Haha, so true. I guess you'll have to use intuition for both cases :D
 
The definition is pretty clearly defined, you can read it for yourself at http://www.ecfr.gov/cgi-bin/text-id...8&view=text&node=17:3.0.1.1.1.1.66.95&idno=17 and http://www.ecfr.gov/cgi-bin/text-id...8&view=text&node=17:3.0.1.1.1.1.66.96&idno=17
In general illegal insider trading occurs if "a person trades on the basis of material nonpublic information if a trader is "aware" of the material nonpublic information when making the purchase or sale." As to ignoring the facts and losing money, absolutely that's what you have to do if you took the risk of purchasing securities in which you have insider knowledge. If you can't handle that, don't trade in securities where you might have insider knowledge.

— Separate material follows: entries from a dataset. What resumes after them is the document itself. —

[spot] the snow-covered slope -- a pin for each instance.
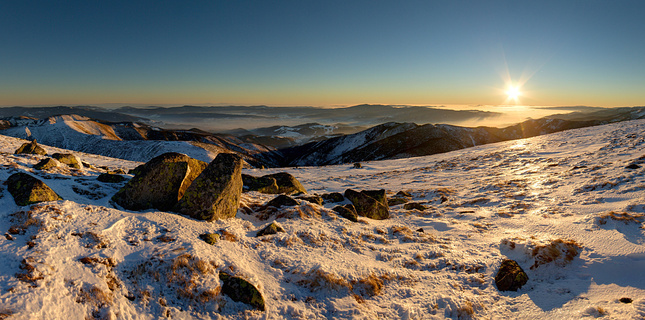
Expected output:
(510, 199)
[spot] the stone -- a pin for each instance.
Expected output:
(264, 184)
(347, 211)
(210, 238)
(414, 205)
(27, 190)
(272, 228)
(241, 290)
(369, 203)
(31, 148)
(216, 192)
(282, 201)
(46, 164)
(68, 159)
(510, 276)
(333, 197)
(110, 178)
(312, 198)
(159, 183)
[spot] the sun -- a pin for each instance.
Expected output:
(513, 92)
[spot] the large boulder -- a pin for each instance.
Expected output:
(510, 276)
(215, 193)
(160, 182)
(264, 184)
(27, 190)
(68, 159)
(281, 182)
(369, 203)
(241, 290)
(31, 148)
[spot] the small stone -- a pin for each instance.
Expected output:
(510, 276)
(272, 228)
(282, 201)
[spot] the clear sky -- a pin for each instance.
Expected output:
(322, 52)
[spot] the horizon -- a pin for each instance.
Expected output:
(550, 53)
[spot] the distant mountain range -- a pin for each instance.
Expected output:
(310, 144)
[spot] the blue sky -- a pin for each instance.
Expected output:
(322, 52)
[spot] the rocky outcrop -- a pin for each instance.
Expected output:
(264, 184)
(281, 182)
(160, 183)
(31, 148)
(510, 276)
(68, 159)
(369, 203)
(46, 164)
(27, 190)
(110, 178)
(272, 228)
(241, 290)
(215, 193)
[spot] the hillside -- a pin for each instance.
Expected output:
(532, 200)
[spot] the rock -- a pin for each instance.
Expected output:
(241, 290)
(371, 203)
(31, 148)
(210, 238)
(215, 193)
(633, 166)
(510, 276)
(313, 199)
(282, 201)
(347, 211)
(27, 190)
(110, 178)
(272, 228)
(264, 184)
(333, 197)
(287, 183)
(396, 201)
(47, 164)
(68, 159)
(414, 205)
(160, 182)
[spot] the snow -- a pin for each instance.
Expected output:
(531, 192)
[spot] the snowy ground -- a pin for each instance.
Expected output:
(82, 258)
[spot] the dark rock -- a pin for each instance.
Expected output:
(272, 228)
(110, 178)
(414, 205)
(333, 197)
(46, 164)
(396, 201)
(27, 190)
(347, 211)
(210, 238)
(215, 193)
(31, 148)
(241, 290)
(160, 182)
(313, 199)
(371, 204)
(282, 200)
(510, 276)
(264, 184)
(287, 183)
(632, 166)
(68, 159)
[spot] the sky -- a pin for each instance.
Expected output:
(322, 53)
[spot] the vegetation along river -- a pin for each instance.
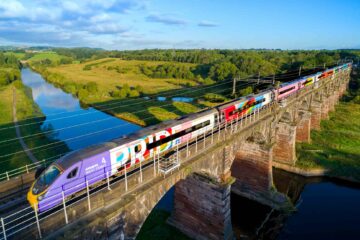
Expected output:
(68, 120)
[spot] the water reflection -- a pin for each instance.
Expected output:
(62, 110)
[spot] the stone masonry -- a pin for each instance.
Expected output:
(284, 148)
(303, 127)
(202, 208)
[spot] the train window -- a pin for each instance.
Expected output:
(246, 106)
(287, 90)
(137, 148)
(73, 173)
(177, 135)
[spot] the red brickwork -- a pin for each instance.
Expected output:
(284, 148)
(315, 116)
(303, 127)
(202, 208)
(252, 168)
(325, 109)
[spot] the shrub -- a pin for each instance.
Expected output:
(18, 84)
(92, 87)
(82, 93)
(70, 88)
(246, 91)
(212, 97)
(134, 93)
(87, 68)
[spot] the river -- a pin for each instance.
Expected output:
(325, 209)
(69, 121)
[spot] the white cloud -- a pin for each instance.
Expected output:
(205, 23)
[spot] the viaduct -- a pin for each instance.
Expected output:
(237, 159)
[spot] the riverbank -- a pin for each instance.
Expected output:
(29, 120)
(122, 89)
(334, 150)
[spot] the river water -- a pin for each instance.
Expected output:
(71, 123)
(324, 210)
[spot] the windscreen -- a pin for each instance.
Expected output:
(46, 179)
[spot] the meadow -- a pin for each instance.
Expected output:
(337, 145)
(30, 117)
(132, 94)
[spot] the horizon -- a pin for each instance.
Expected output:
(158, 24)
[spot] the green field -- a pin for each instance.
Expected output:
(16, 54)
(53, 56)
(111, 75)
(155, 227)
(25, 109)
(337, 146)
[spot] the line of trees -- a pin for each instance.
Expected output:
(9, 69)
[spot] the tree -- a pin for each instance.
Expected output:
(92, 87)
(246, 91)
(134, 93)
(222, 71)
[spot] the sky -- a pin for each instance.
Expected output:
(223, 24)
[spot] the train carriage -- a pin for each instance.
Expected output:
(244, 106)
(79, 169)
(75, 171)
(307, 81)
(287, 89)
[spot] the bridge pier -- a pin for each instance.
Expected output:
(284, 149)
(303, 127)
(252, 169)
(332, 102)
(325, 109)
(202, 207)
(315, 115)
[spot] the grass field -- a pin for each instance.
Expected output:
(53, 56)
(337, 146)
(111, 74)
(25, 108)
(110, 80)
(19, 56)
(155, 227)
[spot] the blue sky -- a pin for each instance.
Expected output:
(126, 24)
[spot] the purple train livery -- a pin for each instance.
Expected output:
(74, 172)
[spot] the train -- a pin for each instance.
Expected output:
(77, 170)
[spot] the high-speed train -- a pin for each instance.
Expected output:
(77, 170)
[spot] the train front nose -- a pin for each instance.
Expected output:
(32, 199)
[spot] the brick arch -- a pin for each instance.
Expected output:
(317, 96)
(304, 105)
(287, 116)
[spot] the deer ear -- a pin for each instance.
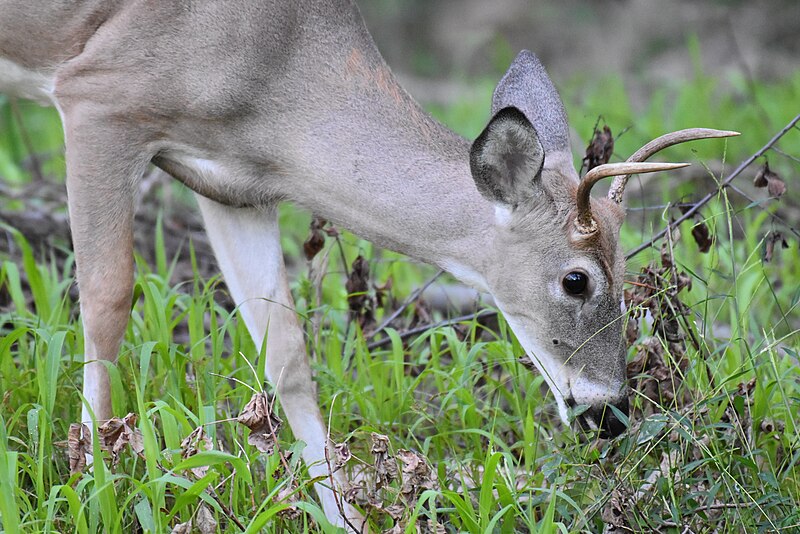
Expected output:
(506, 159)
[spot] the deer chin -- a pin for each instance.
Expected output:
(553, 371)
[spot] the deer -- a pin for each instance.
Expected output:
(250, 104)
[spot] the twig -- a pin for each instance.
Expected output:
(406, 303)
(420, 329)
(706, 199)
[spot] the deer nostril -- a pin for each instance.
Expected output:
(605, 419)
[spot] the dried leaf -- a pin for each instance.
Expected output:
(769, 244)
(182, 528)
(702, 237)
(115, 434)
(358, 297)
(257, 415)
(316, 238)
(418, 476)
(341, 455)
(600, 149)
(197, 441)
(385, 466)
(289, 495)
(771, 180)
(79, 444)
(203, 521)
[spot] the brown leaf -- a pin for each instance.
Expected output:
(79, 444)
(257, 415)
(385, 466)
(115, 434)
(769, 244)
(358, 297)
(203, 522)
(289, 495)
(600, 149)
(772, 181)
(197, 441)
(702, 237)
(341, 455)
(316, 238)
(418, 476)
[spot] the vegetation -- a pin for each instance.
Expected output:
(713, 443)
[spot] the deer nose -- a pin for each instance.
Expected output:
(606, 420)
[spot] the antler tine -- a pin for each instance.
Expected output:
(617, 188)
(584, 221)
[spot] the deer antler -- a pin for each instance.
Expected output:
(681, 136)
(584, 220)
(635, 164)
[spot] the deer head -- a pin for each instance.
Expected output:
(558, 244)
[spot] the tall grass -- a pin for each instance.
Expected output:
(718, 452)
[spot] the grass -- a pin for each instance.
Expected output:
(715, 444)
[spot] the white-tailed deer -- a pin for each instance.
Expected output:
(251, 103)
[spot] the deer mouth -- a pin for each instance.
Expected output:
(602, 419)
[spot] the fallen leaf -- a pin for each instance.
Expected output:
(702, 237)
(115, 434)
(600, 149)
(289, 495)
(769, 244)
(316, 238)
(341, 455)
(203, 522)
(418, 476)
(771, 180)
(79, 444)
(385, 466)
(358, 297)
(257, 415)
(197, 441)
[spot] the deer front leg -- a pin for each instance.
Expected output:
(247, 246)
(100, 182)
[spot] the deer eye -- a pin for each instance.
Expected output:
(575, 282)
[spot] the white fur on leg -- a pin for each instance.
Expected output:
(246, 243)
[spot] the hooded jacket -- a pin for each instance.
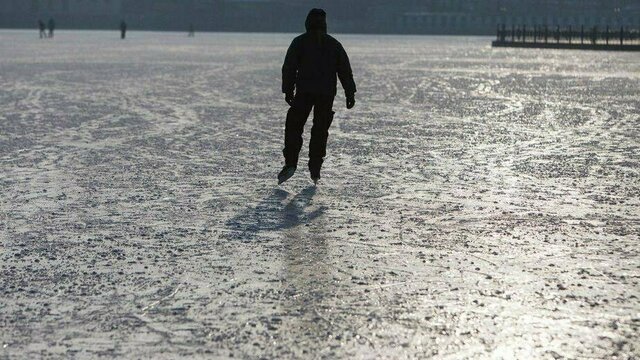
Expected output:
(314, 59)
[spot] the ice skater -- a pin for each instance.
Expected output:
(123, 30)
(52, 27)
(309, 81)
(43, 29)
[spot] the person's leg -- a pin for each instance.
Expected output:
(322, 118)
(296, 118)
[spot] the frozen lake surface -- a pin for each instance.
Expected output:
(476, 203)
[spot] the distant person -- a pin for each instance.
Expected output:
(52, 27)
(123, 30)
(43, 29)
(310, 67)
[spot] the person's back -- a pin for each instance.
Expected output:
(309, 72)
(315, 61)
(52, 27)
(123, 30)
(42, 28)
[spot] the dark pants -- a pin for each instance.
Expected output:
(296, 118)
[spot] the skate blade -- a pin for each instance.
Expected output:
(285, 177)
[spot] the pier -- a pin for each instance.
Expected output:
(578, 38)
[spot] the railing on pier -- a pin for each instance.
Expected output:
(570, 37)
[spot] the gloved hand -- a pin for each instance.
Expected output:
(288, 97)
(351, 101)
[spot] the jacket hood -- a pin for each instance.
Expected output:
(316, 20)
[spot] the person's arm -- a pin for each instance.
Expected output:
(290, 70)
(345, 74)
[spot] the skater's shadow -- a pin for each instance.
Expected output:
(273, 213)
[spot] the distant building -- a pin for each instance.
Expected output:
(361, 16)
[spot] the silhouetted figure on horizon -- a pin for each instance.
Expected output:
(52, 27)
(123, 30)
(43, 29)
(310, 67)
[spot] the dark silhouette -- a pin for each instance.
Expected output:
(43, 29)
(52, 27)
(123, 30)
(310, 67)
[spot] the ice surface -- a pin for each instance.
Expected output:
(477, 202)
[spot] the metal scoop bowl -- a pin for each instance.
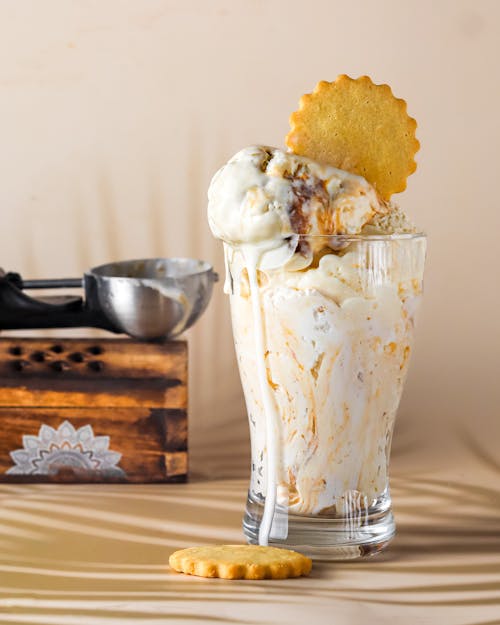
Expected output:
(151, 299)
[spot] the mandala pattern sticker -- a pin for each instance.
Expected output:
(67, 447)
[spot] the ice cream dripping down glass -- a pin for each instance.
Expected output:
(323, 329)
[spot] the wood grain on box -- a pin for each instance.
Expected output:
(87, 410)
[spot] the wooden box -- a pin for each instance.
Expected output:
(73, 410)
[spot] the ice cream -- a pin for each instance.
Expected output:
(323, 306)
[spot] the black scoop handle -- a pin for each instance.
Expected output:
(19, 311)
(63, 283)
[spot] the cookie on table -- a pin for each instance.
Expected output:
(240, 562)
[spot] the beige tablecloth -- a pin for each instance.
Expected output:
(93, 554)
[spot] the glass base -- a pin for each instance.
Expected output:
(325, 538)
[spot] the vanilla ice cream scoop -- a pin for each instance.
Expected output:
(264, 196)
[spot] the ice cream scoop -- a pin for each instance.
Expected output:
(264, 196)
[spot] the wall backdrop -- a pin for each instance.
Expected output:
(114, 115)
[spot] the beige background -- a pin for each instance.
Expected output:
(114, 115)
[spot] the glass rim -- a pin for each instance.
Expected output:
(403, 236)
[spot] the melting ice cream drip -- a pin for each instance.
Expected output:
(251, 257)
(354, 506)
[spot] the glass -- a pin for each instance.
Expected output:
(323, 332)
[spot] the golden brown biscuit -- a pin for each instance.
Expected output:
(360, 127)
(240, 562)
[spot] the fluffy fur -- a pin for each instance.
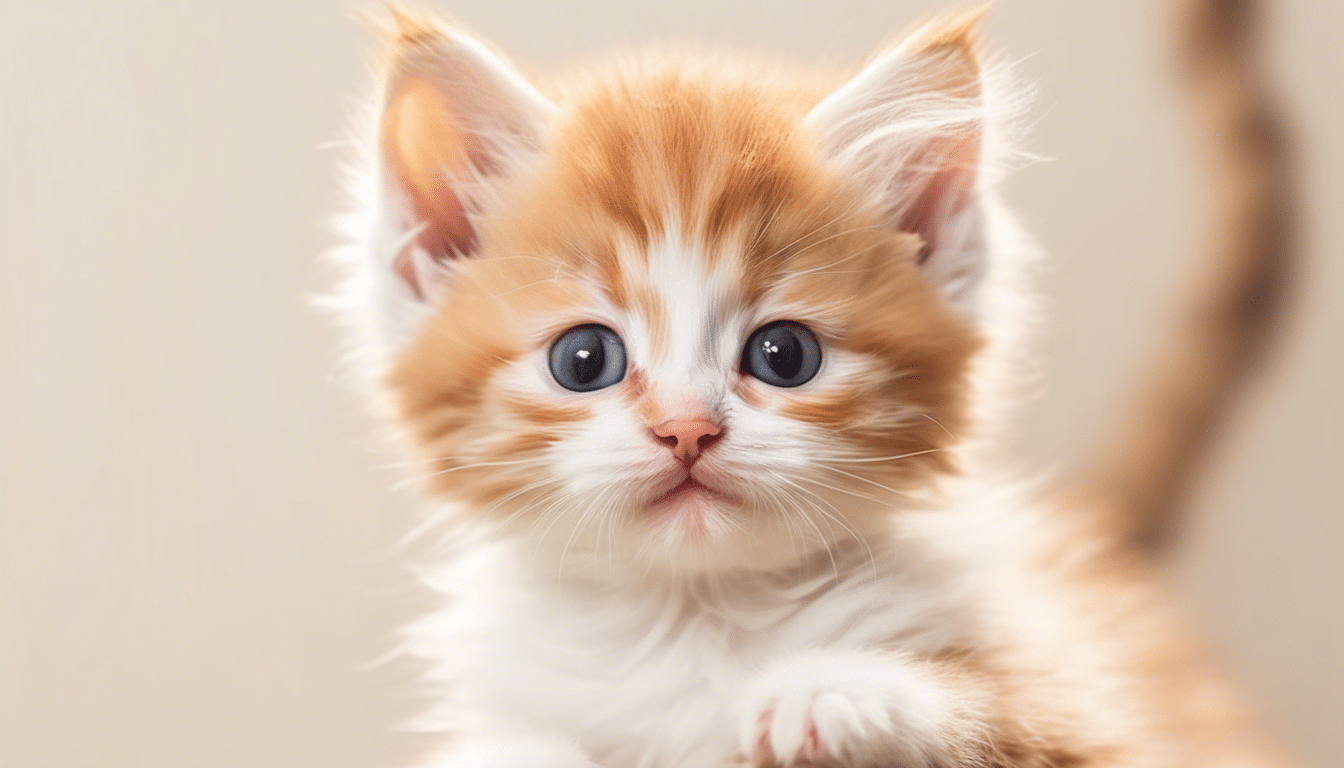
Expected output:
(854, 587)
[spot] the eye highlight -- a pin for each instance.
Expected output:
(782, 354)
(588, 358)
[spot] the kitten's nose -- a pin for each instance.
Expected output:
(687, 437)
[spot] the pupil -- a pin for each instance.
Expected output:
(589, 358)
(782, 353)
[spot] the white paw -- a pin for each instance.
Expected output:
(824, 708)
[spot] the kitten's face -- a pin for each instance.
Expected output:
(669, 227)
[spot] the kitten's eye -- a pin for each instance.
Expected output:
(782, 354)
(588, 358)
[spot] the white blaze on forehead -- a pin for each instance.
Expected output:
(686, 349)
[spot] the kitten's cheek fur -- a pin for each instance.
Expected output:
(514, 752)
(827, 706)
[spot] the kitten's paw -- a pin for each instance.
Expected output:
(827, 708)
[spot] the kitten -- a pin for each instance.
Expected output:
(707, 358)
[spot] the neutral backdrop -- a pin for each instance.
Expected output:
(198, 561)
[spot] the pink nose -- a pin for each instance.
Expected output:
(687, 436)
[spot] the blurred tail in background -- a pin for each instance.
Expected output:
(1231, 312)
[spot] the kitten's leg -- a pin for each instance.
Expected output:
(511, 752)
(859, 708)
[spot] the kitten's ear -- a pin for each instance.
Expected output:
(909, 131)
(454, 119)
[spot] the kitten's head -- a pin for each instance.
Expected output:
(686, 312)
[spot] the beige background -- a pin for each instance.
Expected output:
(196, 562)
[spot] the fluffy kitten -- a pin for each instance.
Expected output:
(704, 358)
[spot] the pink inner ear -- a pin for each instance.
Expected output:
(425, 148)
(944, 194)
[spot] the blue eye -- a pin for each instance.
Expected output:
(588, 358)
(782, 354)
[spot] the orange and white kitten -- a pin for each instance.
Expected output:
(706, 357)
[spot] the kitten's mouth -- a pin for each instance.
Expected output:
(687, 490)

So why wouldn't you forbid such trading at all, rather than sueing people for not agreeing to lose a trade you've allowed them to do?
 
So why wouldn't you forbid such trading at all, rather than sueing people for not agreeing to lose a trade you've allowed them to do?
Sorry, I don't understand what you're trying to convey. If you mean banning all ownership of your own company's stock, then you'd pretty much be throwing out the entire entrepreneurial business model of the U.S. and would ensure that most of the startups that are now public companies (from Microsoft and Google to Amazon and Intel) wouldn't have happened.
 
Sorry, I don't understand what you're trying to convey. If you mean banning all ownership of your own company's stock, then you'd pretty much be throwing out the entire entrepreneurial business model of the U.S. and would ensure that most of the startups that are now public companies (from Microsoft and Google to Amazon and Intel) wouldn't have happened.
Well, point taken, I guess that was dumb of me. It's just that I feel this concept of "inside trading is bad, you should accept the losses even if you know about them and could avoid it" is quite wrong.